Ein dumpfes Vibrieren ließ sie aufschauen. Ein kühler Luftzug strich ihren Rücken. Sie hatte Logan gar nicht bemerkt. Ebenso war ihr entgangen, dass ihr Kaffee kalt geworden war und das Buch in den letzten Kapiteln lag. Sie seufzte leise, schaute verträumt in die irlandgrünen Augen. Aus dem Stall hörte sie das Brummen der Melkmaschine. Er hatte den Suppentopf zurück gebracht und schaute sie an, als würde er auf etwas warten.

„Guten Morgen“, sagte sie freundlich. „Danke für den Topf.“

Logan strich sich die braunen Haare aus der Stirn. Er roch nach Torf und Kühen. Plötzlich zog er einen Zwanzigpfundschein aus seiner dreckigen Jeanstasche und legte ihn auf den Küchentisch, gleich neben den Kochtopf.

„Das Rückgeld kannst du mir mit den anderen Sachen vor die Tür stellen.“

Er drehte sich um und wollte gehen.

„Was? Moment mal ... Was soll ich mit dem Geld?“

Er blieb in der Tür stehen, ohne Lisanne anzuschauen.

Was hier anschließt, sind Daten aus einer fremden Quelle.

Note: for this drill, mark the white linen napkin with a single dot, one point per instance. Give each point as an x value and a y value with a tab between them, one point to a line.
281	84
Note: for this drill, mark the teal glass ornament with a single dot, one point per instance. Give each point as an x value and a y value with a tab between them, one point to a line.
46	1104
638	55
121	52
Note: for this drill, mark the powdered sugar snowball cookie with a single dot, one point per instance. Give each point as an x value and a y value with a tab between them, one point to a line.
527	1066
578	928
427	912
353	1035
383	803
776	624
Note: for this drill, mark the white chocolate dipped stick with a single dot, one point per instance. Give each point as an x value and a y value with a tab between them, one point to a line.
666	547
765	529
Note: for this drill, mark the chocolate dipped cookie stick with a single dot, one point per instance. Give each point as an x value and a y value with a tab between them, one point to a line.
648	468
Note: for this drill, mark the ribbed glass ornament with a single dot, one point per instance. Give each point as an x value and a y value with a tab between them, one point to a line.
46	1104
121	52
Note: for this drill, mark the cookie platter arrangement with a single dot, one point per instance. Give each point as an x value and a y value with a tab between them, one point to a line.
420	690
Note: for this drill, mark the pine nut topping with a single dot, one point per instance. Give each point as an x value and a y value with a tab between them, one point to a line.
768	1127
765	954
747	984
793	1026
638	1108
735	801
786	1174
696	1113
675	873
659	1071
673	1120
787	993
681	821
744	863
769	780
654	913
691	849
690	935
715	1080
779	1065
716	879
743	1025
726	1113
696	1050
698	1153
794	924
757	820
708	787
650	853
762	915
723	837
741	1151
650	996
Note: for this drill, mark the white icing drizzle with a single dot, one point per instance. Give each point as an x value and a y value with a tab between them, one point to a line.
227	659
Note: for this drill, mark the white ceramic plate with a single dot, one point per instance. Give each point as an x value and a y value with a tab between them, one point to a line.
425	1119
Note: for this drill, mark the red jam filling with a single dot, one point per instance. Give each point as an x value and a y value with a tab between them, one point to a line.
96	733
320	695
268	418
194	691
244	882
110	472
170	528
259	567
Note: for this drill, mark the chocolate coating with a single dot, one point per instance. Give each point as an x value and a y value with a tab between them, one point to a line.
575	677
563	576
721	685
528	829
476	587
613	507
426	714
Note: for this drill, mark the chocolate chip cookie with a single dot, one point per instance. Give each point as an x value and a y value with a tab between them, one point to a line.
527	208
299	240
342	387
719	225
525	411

„Das habe ich doch gesagt. Hörst du denn nicht zu, wenn man mit dir redet?“

Sie klappte das Buch zu, legte es zur Seite.

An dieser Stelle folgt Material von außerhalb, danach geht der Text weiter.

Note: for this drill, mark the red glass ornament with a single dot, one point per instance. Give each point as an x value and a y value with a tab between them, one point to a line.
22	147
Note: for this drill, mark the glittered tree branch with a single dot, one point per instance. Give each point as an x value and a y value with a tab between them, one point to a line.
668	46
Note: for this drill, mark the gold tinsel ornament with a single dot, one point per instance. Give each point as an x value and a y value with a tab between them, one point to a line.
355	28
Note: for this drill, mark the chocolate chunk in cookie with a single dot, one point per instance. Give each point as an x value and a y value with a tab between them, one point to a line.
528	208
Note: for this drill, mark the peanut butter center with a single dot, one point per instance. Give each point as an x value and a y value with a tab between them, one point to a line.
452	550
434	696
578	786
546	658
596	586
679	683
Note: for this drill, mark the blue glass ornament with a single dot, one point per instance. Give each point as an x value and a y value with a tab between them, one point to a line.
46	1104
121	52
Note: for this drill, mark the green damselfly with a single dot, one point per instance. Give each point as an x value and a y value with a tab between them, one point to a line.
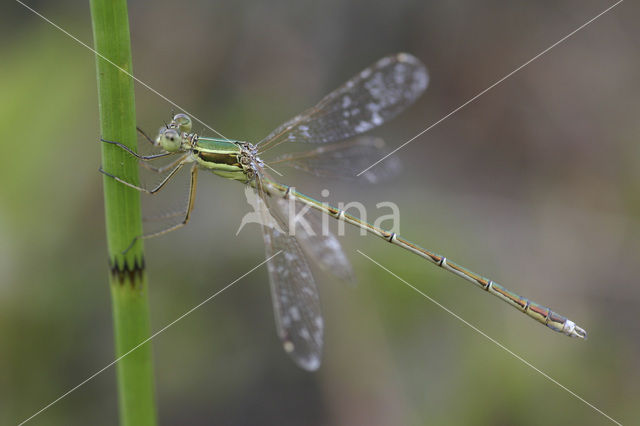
335	124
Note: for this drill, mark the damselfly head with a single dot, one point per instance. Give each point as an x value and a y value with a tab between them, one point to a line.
183	122
169	139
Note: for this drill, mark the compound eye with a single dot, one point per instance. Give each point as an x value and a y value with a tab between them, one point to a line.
170	140
183	121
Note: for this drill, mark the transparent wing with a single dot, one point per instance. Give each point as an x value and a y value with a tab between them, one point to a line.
344	160
316	240
372	97
294	294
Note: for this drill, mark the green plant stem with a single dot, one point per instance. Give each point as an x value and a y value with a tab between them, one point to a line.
128	279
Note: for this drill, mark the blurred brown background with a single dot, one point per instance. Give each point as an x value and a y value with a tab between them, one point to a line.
535	185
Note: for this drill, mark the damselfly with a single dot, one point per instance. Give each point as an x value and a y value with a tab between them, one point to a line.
369	99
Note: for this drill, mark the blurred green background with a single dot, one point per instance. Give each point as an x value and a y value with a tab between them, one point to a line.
535	185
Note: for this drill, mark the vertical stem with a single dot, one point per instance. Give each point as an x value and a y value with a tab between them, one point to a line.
128	279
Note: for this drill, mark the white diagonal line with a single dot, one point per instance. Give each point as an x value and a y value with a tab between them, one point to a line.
518	357
493	85
147	339
122	70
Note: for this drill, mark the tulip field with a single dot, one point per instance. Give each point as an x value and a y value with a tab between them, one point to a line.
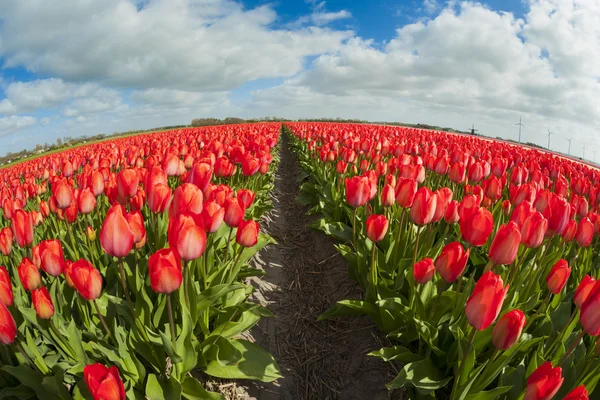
125	264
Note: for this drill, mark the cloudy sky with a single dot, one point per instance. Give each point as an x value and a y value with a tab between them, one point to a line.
73	68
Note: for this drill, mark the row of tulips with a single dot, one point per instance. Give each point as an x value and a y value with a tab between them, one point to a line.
476	258
124	264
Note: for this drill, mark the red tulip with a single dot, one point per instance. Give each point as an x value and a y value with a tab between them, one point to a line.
579	393
87	201
423	271
187	198
116	235
544	382
583	290
6	238
52	259
159	197
505	245
476	225
164	268
533	230
508	329
29	274
585	232
358	189
452	262
558	276
86	279
405	192
212	215
127	183
247	233
486	301
104	383
186	236
22	226
42	302
377	226
6	295
8	327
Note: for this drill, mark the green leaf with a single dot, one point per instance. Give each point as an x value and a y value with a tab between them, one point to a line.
256	363
193	390
421	375
161	389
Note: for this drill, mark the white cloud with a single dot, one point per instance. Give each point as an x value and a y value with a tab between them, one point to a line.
211	45
14	123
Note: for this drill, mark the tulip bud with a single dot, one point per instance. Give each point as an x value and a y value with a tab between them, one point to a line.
583	290
452	262
505	245
508	329
485	302
247	233
164	269
423	271
42	302
558	276
579	393
104	383
29	274
186	236
8	327
544	382
116	236
6	295
86	279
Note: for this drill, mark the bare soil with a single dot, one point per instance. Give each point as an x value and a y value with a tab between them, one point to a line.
305	276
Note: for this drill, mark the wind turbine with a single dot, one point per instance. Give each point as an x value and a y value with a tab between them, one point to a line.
520	125
549	134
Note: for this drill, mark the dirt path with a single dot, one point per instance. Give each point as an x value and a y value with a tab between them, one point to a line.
305	276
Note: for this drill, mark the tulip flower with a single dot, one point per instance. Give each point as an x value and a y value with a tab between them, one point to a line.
212	216
377	226
508	329
116	236
86	279
579	393
8	327
423	206
505	244
358	190
533	230
22	225
42	302
452	261
583	290
159	198
406	189
486	301
127	183
558	276
423	271
187	198
544	382
247	233
6	238
476	225
6	295
52	258
104	383
585	232
29	274
164	269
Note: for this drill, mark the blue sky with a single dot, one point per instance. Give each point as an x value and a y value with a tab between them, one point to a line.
81	67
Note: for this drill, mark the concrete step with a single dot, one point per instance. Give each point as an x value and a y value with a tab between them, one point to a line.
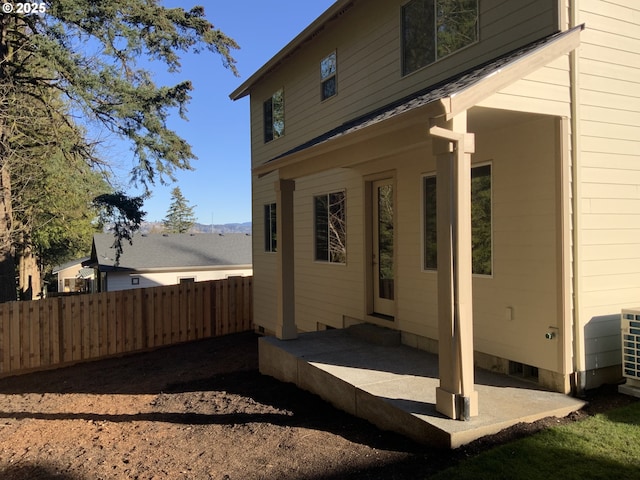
382	336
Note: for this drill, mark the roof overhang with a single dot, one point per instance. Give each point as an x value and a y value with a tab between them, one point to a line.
446	99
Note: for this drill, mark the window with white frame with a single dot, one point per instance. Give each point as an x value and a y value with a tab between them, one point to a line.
330	227
273	109
328	68
270	237
433	29
481	239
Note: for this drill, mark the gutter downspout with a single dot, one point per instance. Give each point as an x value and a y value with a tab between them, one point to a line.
579	360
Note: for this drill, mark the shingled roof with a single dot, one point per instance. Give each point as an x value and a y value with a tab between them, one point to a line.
447	88
172	251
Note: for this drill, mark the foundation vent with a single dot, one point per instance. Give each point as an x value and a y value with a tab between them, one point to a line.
631	346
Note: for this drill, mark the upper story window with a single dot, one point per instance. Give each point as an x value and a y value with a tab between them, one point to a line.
328	67
433	29
274	116
330	228
270	236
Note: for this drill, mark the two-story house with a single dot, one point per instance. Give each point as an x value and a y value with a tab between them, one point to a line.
464	171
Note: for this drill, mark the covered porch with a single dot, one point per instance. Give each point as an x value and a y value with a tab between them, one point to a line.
365	371
397	387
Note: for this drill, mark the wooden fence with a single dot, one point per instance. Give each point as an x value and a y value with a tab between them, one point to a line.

„Sorry, ich war ganz in die Handlung vertieft. Irgendwie passiert mir das ziemlich oft ... Würdest du es wiederholen, bitte?“ Wieso sollte sie ihn länger siezen, wenn er es auch nicht für nötig hielt, ihr jene Höflichkeit zu erweisen?

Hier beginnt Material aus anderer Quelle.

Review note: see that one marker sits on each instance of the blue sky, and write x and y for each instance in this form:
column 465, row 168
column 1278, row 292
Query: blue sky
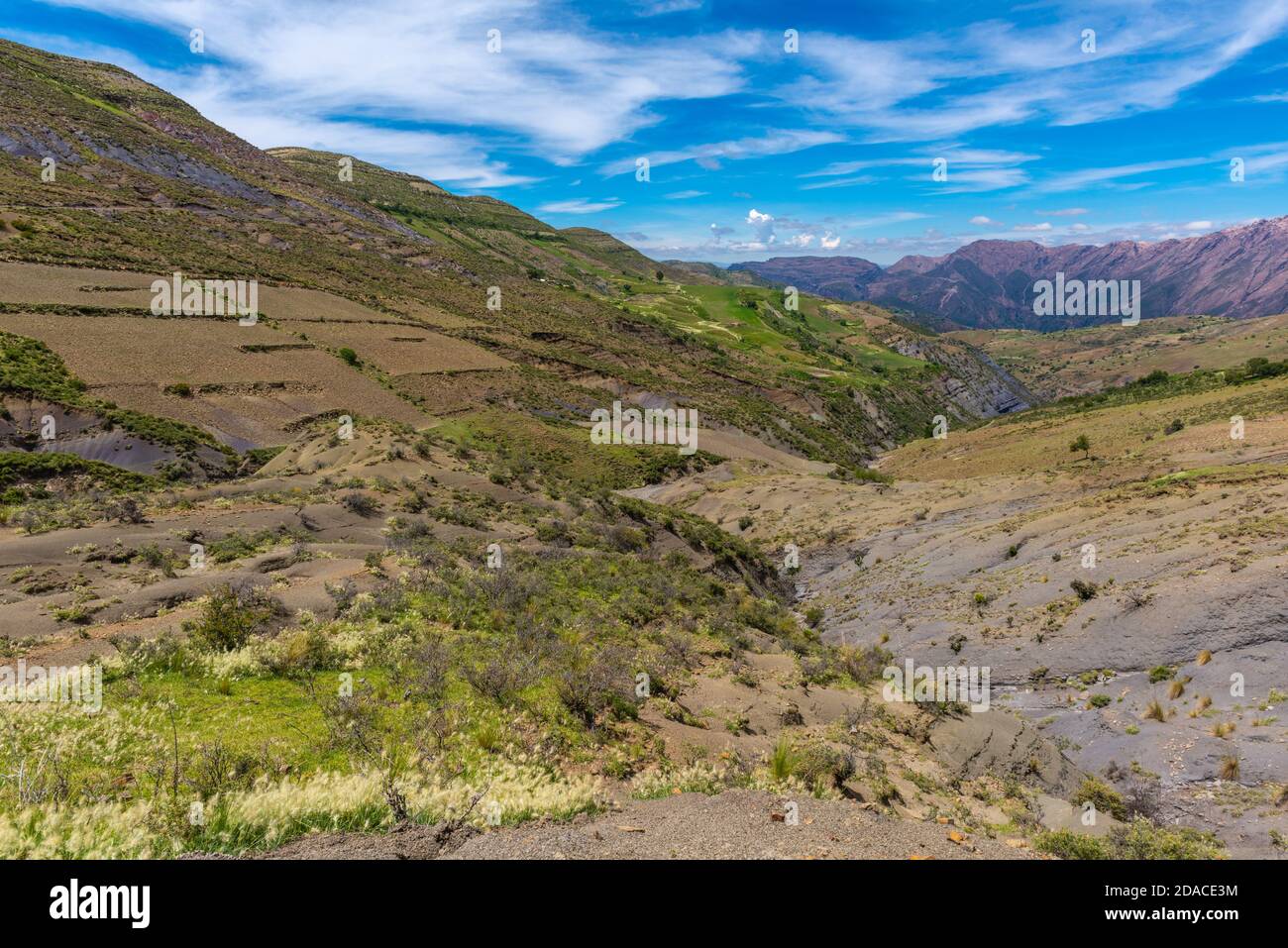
column 754, row 151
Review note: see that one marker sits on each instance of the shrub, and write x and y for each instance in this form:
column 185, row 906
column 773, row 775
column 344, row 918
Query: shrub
column 1085, row 590
column 360, row 504
column 782, row 760
column 1104, row 797
column 231, row 614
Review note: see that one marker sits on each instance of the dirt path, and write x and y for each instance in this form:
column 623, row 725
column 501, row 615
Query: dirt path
column 735, row 824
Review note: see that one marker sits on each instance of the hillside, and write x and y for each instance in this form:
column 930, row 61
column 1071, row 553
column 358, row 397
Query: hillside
column 146, row 185
column 1077, row 363
column 360, row 581
column 990, row 283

Er stieß sich von der Tür ab, stieg in die Stiefel und verschwand wortlos im Stall.

Was für ein schräger Vogel! Lisanne murrte, schlüpfte in die Schuhe ihrer Ma, die in der Waschküche standen, und folgte ihm. Er war längst im gefliesten, inneren Bereich des Melkstandes angekommen, als Lisanne den Kuhstall betrat. Die Schwarzbunten widerkauten ihr Frühstück und dösten vor sich hin. Lisanne streckte die Hand aus und streichelte Freeda über die weiße Blesse.

„Wofür ist das Geld?“, fragte sie.

Mit geschickten Bewegungen legte Logan die Geschirre an, woraufhin die Milch durch die Leitungen bis in die Michkammer strömte. Lisanne bemerkte, wie geschmeidig seine Hände waren.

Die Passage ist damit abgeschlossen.